I started working in FFmpeg and I want to create a list that will contain start and end timestamps of silence intervals. I did print out these intervals using the FFmpeg but I need to format that output so it looks a bit more readable, so that is why I want to create a list out of it and then print it using a custom function. I know that I should go with regex here but I am not sure how should I write it nor how should I read the FFmpeg console output. My function for silence detection looks like:
def detect_silence_ffmpeg():
command = r"ffmpeg -i audio.wav -af silencedetect=n=-40dB:d=0.5 -f null - "
subprocess.call(command, shell=True)
And the output of this function on a 7 second long sample video is:
ffmpeg version git-2020-06-03-b6d7c4c Copyright (c) 2000-2020 the FFmpeg developers
built with gcc 9.3.1 (GCC) 20200523
configuration: --enable-gpl --enable-version3 --enable-sdl2 --enable-fontconfig --enable-gnutls --enable-iconv --enable-libass --enable-libdav1d --enable-libbluray --enable-libfreetype --enable-libmp3lame --enable-libopencore-amrnb --enable-libopencore-amrwb --enable-libopenjpeg --enable-libopus --enable-libshine --enable-libsnappy --enable-libsoxr --enable-libsrt --enable-libtheora --enable-libtwolame --enable-libvpx --enable-libwavpack --enable-libwebp --enable-libx264 --enable-libx265 --enable-libxml2 --enable-libzimg --enable-lzma --enable-zlib --enable-gmp --enable-libvidstab --enable-libvmaf --enable-libvorbis --enable-libvo-amrwbenc --enable-libmysofa --enable-libspeex --enable-libxvid --enable-libaom --disable-w32threads --enable-libmfx --enable-ffnvcodec --enable-cuda-llvm --enable-cuvid --enable-d3d11va --enable-nvenc --enable-nvdec --enable-dxva2 --enable-avisynth --enable-libopenmpt --enable-amf
libavutil 56. 49.100 / 56. 49.100
libavcodec 58. 90.100 / 58. 90.100
libavformat 58. 44.100 / 58. 44.100
libavdevice 58. 9.103 / 58. 9.103
libavfilter 7. 84.100 / 7. 84.100
libswscale 5. 6.101 / 5. 6.101
libswresample 3. 6.100 / 3. 6.100
libpostproc 55. 6.100 / 55. 6.100
Guessed Channel Layout for Input Stream #0.0 : stereo
Input #0, wav, from 'audio.wav':
Metadata:
encoder : Lavf58.44.100
Duration: 00:00:07.34, bitrate: 1411 kb/s
Stream #0:0: Audio: pcm_s16le ([1][0][0][0] / 0x0001), 44100 Hz, stereo, s16, 1411 kb/s
Stream mapping:
Stream #0:0 -> #0:0 (pcm_s16le (native) -> pcm_s16le (native))
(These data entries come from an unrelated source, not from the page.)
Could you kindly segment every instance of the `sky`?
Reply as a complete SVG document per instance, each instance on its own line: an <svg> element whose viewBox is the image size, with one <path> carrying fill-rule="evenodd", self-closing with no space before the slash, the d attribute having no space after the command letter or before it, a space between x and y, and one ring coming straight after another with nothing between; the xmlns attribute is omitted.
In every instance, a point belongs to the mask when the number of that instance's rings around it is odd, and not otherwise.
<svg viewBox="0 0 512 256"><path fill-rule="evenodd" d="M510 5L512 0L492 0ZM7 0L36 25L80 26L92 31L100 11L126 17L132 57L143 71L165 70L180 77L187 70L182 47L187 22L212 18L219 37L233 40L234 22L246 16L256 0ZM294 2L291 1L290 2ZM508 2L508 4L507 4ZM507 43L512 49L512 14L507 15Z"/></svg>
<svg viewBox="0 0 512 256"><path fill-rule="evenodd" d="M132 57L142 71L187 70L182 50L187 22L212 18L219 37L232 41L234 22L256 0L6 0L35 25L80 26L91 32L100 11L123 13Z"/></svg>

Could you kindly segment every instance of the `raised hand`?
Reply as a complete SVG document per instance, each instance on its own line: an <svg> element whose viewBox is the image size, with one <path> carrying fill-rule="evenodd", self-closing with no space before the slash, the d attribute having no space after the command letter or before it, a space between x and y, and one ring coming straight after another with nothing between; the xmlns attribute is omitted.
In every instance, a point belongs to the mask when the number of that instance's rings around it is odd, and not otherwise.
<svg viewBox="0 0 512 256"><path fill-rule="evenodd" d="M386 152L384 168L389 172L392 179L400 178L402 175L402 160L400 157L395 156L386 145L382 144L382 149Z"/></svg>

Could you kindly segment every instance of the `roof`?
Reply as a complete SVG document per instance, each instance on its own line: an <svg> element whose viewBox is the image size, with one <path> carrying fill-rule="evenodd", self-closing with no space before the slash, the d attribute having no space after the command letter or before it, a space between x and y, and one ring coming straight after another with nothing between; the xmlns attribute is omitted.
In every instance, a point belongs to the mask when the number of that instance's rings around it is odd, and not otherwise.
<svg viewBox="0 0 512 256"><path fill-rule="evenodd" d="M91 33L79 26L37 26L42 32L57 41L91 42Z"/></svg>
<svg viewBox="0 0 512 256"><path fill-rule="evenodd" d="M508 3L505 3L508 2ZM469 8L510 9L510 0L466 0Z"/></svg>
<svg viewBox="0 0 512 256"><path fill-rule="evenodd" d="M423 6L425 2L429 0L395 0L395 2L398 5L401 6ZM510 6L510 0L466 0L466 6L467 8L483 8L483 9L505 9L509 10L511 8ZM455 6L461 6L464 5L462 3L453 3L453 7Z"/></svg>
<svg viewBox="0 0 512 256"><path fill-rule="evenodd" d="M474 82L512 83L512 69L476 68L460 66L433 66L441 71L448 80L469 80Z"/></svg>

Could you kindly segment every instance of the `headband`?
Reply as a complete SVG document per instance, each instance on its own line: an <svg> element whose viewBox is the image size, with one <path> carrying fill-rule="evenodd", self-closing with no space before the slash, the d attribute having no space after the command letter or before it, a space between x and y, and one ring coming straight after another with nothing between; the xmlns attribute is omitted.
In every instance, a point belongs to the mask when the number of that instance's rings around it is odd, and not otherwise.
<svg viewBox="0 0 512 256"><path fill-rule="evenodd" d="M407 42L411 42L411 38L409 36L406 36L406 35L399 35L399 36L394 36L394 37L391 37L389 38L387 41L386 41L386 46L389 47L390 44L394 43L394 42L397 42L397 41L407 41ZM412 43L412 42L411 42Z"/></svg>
Press [q] to stop, [?] for help
Output #0, null, to 'pipe:':
Metadata:
encoder : Lavf58.44.100
Stream #0:0: Audio: pcm_s16le, 44100 Hz, stereo, s16, 1411 kb/s
Metadata:
encoder : Lavc58.90.100 pcm_s16le
[silencedetect @ 00000202fc71e680] silence_start: 0
[silencedetect @ 00000202fc71e680] silence_end: 1.16374 | silence_duration: 1.16374
[silencedetect @ 00000202fc71e680] silence_start: 1.94558
[silencedetect @ 00000202fc71e680] silence_end: 3.41345 | silence_duration: 1.46787
[silencedetect @ 00000202fc71e680] silence_start: 3.8578
[silencedetect @ 00000202fc71e680] silence_end: 5.84844 | silence_duration: 1.99063
[silencedetect @ 00000202fc71e680] silence_start: 6.43653
size=N/A time=00:00:07.33 bitrate=N/A speed= 308x
video:0kB audio:1264kB subtitle:0kB other streams:0kB global headers:0kB muxing overhead: unknown
[silencedetect @ 00000202fc71e680] silence_end: 7.33868 | silence_duration: 0.902154
And this code should be implemented on an hour or so long videos so I really need to find a way to format this output a bit better than this. That would be it, any help would be much appreciated :)
P.S: the idea is that this should work on Windows mainly, but if the cross-platform is possible too it would be great.